In this part of the project we will look at how the close prices for the most common companies in our dataset changed over the years. We will start with SNG.DE.
# register the converters:
from pandas.plotting import register_matplotlib_converters
register_matplotlib_converters()
# set whitegrid style
import seaborn as sns
sns.set_style('whitegrid')
# Plotting close price for SNG.DE
fig = plt.figure(figsize=(8,8))
time = sng['date']
close = sng['closePrice']
plt.plot(time, close, c='yellow', label='Close Price')
plt.xticks(rotation=90)
plt.xlabel("Time")
plt.ylabel("EUR")
plt.title("SNG.DE")
plt.legend(loc='upper left')
plt.show()
We can notice that the close price in SNG.DE was high in 2000 and then plunged year by year. It explains why prices differ so much from the mean value. Let's see how the close price was changing in KSB3.DE.
# Grouping the results by company
ksb3 = stooq_de[stooq_de['companyTicker'] == 'KSB3.DE']
ksb3_info = ksb3.describe().round(2)
ksb3_info
time | openPrice | high | low | closePrice | volume | |
---|---|---|---|---|---|---|
count | 2889.0 | 2889.00 | 2889.00 | 2889.00 | 2889.00 | 2889.00 |
mean | 0.0 | 364.37 | 371.36 | 359.96 | 365.98 | 993.60 |
std | 0.0 | 74.72 | 76.74 | 74.53 | 76.15 | 1180.64 |
min | 0.0 | 182.01 | 186.31 | 175.32 | 175.80 | 2.00 |
25% | 0.0 | 313.22 | 317.32 | 308.79 | 313.32 | 362.00 |
50% | 0.0 | 372.03 | 381.21 | 365.07 | 374.52 | 689.00 |
75% | 0.0 | 407.78 | 417.86 | 403.49 | 413.31 | 1214.00 |
max | 0.0 | 572.43 | 584.06 | 570.56 | 578.21 | 18514.00 |
We can observe that in the case of KSB3.DE the close prices does not differ a lot from average (std is 76.15 USD while mean equals 365.98 USD). The minimum close price is 175.80 EUR and maximum 578.21 EUR.
# Plotting close price for KSB3.DE
fig = plt.figure(figsize=(8,8))
time = ksb3['date']
close = ksb3['closePrice']
plt.plot(time, close, c='blue', label='Close Price')
plt.xticks(rotation=90)
plt.xlabel("Time")
plt.ylabel("EUR")
plt.title("KSB3.DE")
plt.legend(loc='upper left')
plt.show()
What we can say about KSB3.DE is the fact that the company's close price is quite unstable. Until 2018 the close price was between 200 and 480 EUR. We can observe that the close price decreases and is lower in 2020 in comparison to the past.
# Grouping the results by company
nsu = stooq_de[stooq_de['companyTicker'] == 'NSU.DE']
# Plotting close price for NSU.DE
fig = plt.figure(figsize=(8,8))
time = nsu['date']
close = nsu['closePrice']
plt.plot(time, close, c='green', label='Close Price')
plt.xticks(rotation=90)
plt.xlabel("Time")
plt.ylabel("EUR")
plt.title("NSU.DE")
plt.legend(loc='upper left')
plt.show()
In NSU.DE the close price keeps climbing.
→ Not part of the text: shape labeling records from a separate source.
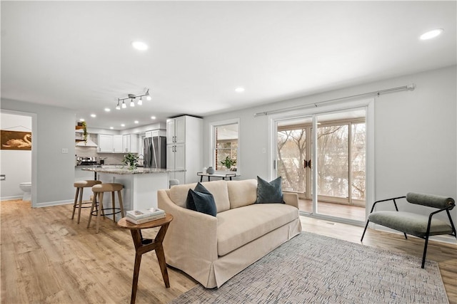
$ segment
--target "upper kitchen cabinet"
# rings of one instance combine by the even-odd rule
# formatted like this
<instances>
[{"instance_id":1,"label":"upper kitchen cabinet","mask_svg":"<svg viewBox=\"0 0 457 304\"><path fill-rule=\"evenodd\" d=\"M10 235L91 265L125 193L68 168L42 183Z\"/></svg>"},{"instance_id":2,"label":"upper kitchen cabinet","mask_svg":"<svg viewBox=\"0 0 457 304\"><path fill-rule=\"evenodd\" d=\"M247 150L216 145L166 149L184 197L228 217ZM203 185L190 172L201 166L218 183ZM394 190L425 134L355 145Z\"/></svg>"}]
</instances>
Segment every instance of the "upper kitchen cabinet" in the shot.
<instances>
[{"instance_id":1,"label":"upper kitchen cabinet","mask_svg":"<svg viewBox=\"0 0 457 304\"><path fill-rule=\"evenodd\" d=\"M186 118L188 121L192 120L192 118L201 120L201 118L193 117L191 116L180 116L179 117L166 120L167 144L181 144L186 142Z\"/></svg>"},{"instance_id":2,"label":"upper kitchen cabinet","mask_svg":"<svg viewBox=\"0 0 457 304\"><path fill-rule=\"evenodd\" d=\"M199 181L197 172L203 167L203 120L192 116L180 116L166 120L167 169L185 169L186 172L170 178L180 184Z\"/></svg>"},{"instance_id":3,"label":"upper kitchen cabinet","mask_svg":"<svg viewBox=\"0 0 457 304\"><path fill-rule=\"evenodd\" d=\"M99 152L113 152L113 135L99 134Z\"/></svg>"},{"instance_id":4,"label":"upper kitchen cabinet","mask_svg":"<svg viewBox=\"0 0 457 304\"><path fill-rule=\"evenodd\" d=\"M124 152L123 147L123 135L113 135L113 152L122 153Z\"/></svg>"},{"instance_id":5,"label":"upper kitchen cabinet","mask_svg":"<svg viewBox=\"0 0 457 304\"><path fill-rule=\"evenodd\" d=\"M122 135L122 148L124 152L138 153L138 135Z\"/></svg>"},{"instance_id":6,"label":"upper kitchen cabinet","mask_svg":"<svg viewBox=\"0 0 457 304\"><path fill-rule=\"evenodd\" d=\"M155 137L156 136L166 136L166 130L163 129L151 130L145 132L145 137Z\"/></svg>"}]
</instances>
We can observe a steady growth in years 2010-2020 until the soar in 2020. By the way - NSU.DE is AUDI AG find out more here.
The main idea of the project was to find interestng patterns and create visualizations in data coming from Stooq (stock exchange portal).
We found out that the largest difference between maximum and mean close price was in SNG.DE. Interesting patterns were observed also for KSB3 and NSU.DE.